I have no idea. I know that there are some EBM guides in the app we're putting together, along with Drug Utilization Review guides, that will prompt physicians, but at the same time there are docs who don't like a third party getting between them and their patient. How many actually follow such things, I just don't know. When we are all up and using the new application, we can more easily tell. That might be one reason the partners are eager to implement it; greater insight into quality of care at some of the satellite practices that currently are little islands unto themselves though the enterprise shares liability. The Champion physicians will be able to more easily run audits when it comes to best practices.

Why are they saying no to Medicare patients?

Medicare reimbursement are based off a formula (I'm not in billing so don't know the details) that is set by Congress while reimbursement from private insurance is negotiated. That's why the different doctors in the area banded together to form the enterprise they have, to give them greater negotiating power when it comes to reimbursement rates. Also, Medicare has greater restrictions and is less forgiving when it comes to reimbursement than private insurance. Medicare, it's like filling out your tax forms, if you screw up or make a mistake or don't include the proper page of the exam because you copied the page right after when you sent it in, you don't get paid. Private insurance companies send out people to make sure we're filling out their forms correctly and have process in place to let us know when a form is missing information and allow for it to be quickly fixed so that payment can still be gathered. With Medicare, by the time they realize there's been a problem it's already too late to get paid.

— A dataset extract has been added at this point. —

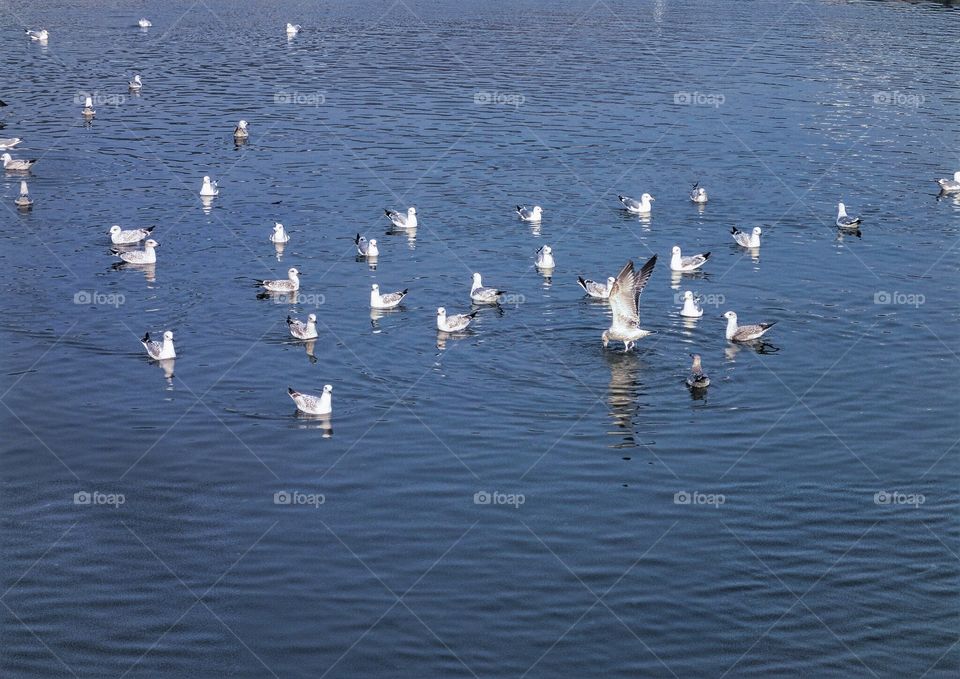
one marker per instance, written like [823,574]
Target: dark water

And that's besides the fact that Medicare is reimbursing nearly half the rate of private insurance right now. If you throw in the fact that we can negotiate better rates with private, the difference gets even larger. Since most of our family doctors are in rural Arizona, they have more clout as rural AZ has much less doctor-to-population ratio than the national average.

They can afford to be choosy as they already can't see all the patients that want to be seen. Many of them are already not accepting new patients due to size and non-emergent visits are booking out a month, or up to three months for some of the popular doctors. They feel they can be picky and, right now, with the doctors all being forced to buy computers (most only had a few, and not for a EHR since they are paper chart offices) and new electronics, they are feeling the bite in their budgets. The billing office says we write off millions of dollars a month, for various reasons, and they're looking to cut that amount to cover new costs.

The Winslow
03-22-2010, 04:52 AM
I don't feel like starting my own thread because I don't think the blurb of info I'm posting is worth it, so I'm hijacking this perfectly good, and entertaining, Health Care related thread to interject my little bit of non-news.
<snip>
Double-bleh! Looking at how long this is, I suppose I WILL make my own thread. But, for amusement's sake, I'm going to cut 'n paste it as is, no edits. :) Yes, I'm easily amused.
So are we all.

Funny thing is, though we have doctors from all sides, different countries (India, China, Mexico, a Russian dude), religions, and so on, out of the over 130 doctors and PAs with the company, not a one of them is for the health care bill.
If you don't mind asking some of them on my behalf, what are their reasons? I'd be interested in hearing them, if (hopefully) it's more educated reasons than "Obama is a nazi socialist who's going to murder 95% of the world's population in death panels". :)

AZRogue
03-22-2010, 07:19 AM
I will. It's funny, though I work with doctors, it's not something I've gone into great detail with them on. I hear them talking, and have had passing exchanges, but it's still difficult for me to breach the formality knowing that I work for them. I'll try to bring it up, though, for more detailed responses. I know it's not over death panels or other such silliness.